Prima di tornare indietro volli però sincerarmi che la coccinella non mi aveva imbrogliato e così avanzai fino ad un cespuglio, mi nascosi e vidi al di là della curva un enorme branco di coccodrilli. Sentii che discutevano...

Coccodrillo 1 - Quando l’ometto esce dalla curva io gli salto addosso e gli mordo un piede e mentre lui cerca di scappare vieni tu fratello Grock e lo prendi per un braccio e lo porti in mezzo al branco, lì ce lo spartiamo in parti eguali...-

-         -       Eh no – salta su Coccodrillo 2.

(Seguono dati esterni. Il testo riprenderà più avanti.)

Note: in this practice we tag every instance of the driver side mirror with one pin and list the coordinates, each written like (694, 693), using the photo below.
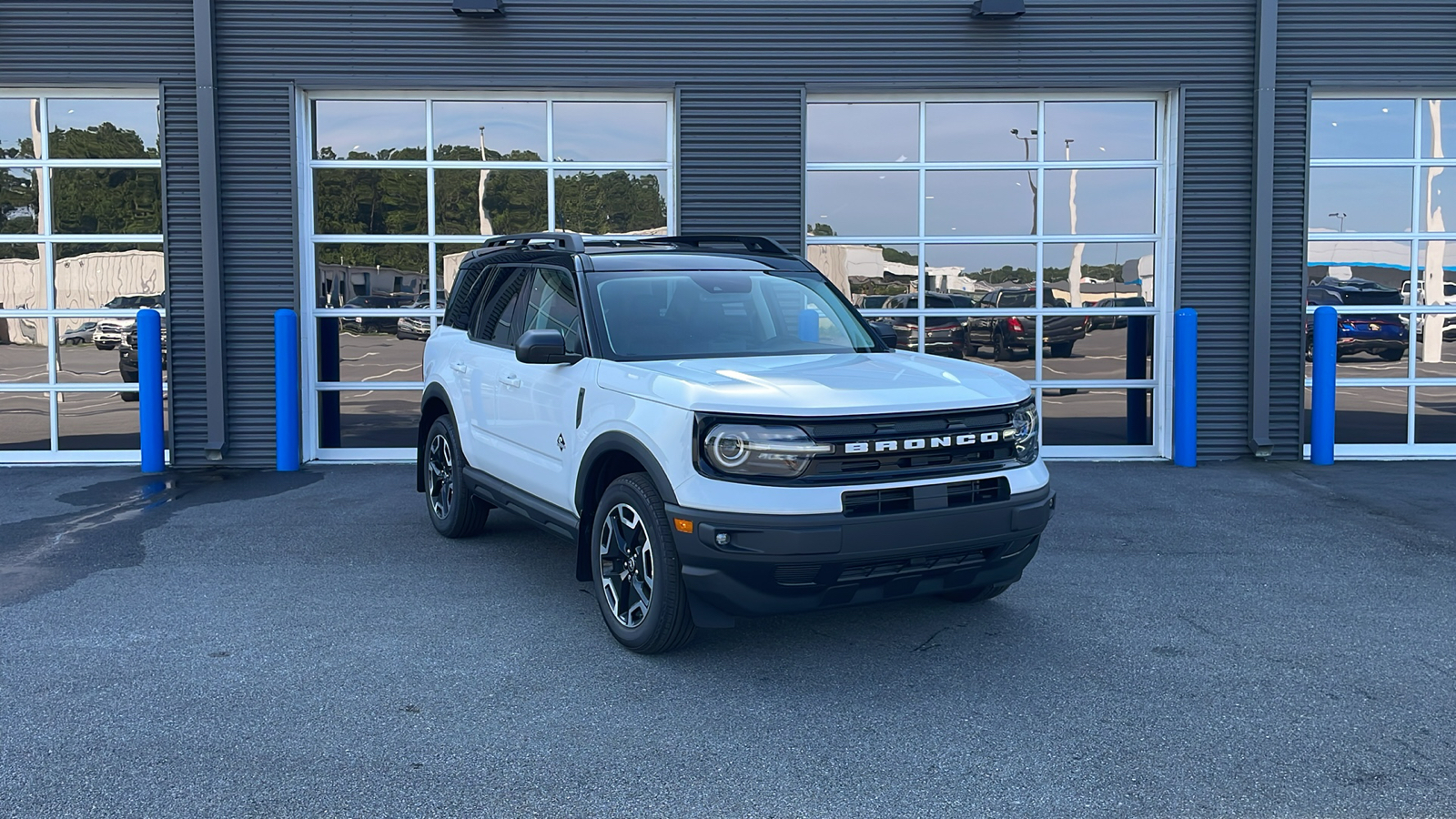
(887, 334)
(543, 347)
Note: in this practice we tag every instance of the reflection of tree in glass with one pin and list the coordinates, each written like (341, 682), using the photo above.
(514, 200)
(104, 200)
(609, 203)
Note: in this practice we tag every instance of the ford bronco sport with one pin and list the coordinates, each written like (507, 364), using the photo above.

-         -       - Io sono più vecchio e ho diritto a una parte più grande ! -

- Ah sì ?- fa coccodrillo 4 - Io sono il più forte e dico che chi è più forte si prende di più di chi è piccolo e deboluccio come te coccodrillo 1...-

Coccodrillo 3 - Ma non sarebbe meglio prima prenderlo sto benedetto uomo e poi stare a discutere di come ce lo mangiamo ?

Coccodrillo 4 - Sì è giusto presto andiamo a prendercelo prima che ci scappi ! – e cominciò a muoversi come un gatto verso la curva seguito da tutti gli altri che perdevano la bava dalla bocca al pensiero dello spuntino imminente.

   Io trattenni il respiro, poi pensai che solo Priscilla poteva tirarmi fuori da quel guaio. Chiamai col cellulare:

-  Priscilla, Priscilla sono io, sono nei pasticci , c’è un branco di coccodrilli che vuole mangiarmi ! -

Priscilla - Stai calmo: ti mando il Condor  Gratta e Vinci che ti porterà in salvo. –

 

 

Detto fatto il Condor Gratta e Vinci arrivò in un flash e mi prese con i suoi artigli proprio mentre il primo coccodrillo stava per mordermi il piede.

Mi portò in volo per miglia e miglia e mi ritrovai nella palude assieme a tutti gli altri amici di cui vi ho parlato. Decidemmo di fare un grande festa con canti e danze e accendemmo il fuoco per farci uno spiedo gigante, ma attenzione: in onore dei miei amici,  un grande e succulento spiedo vegetale !!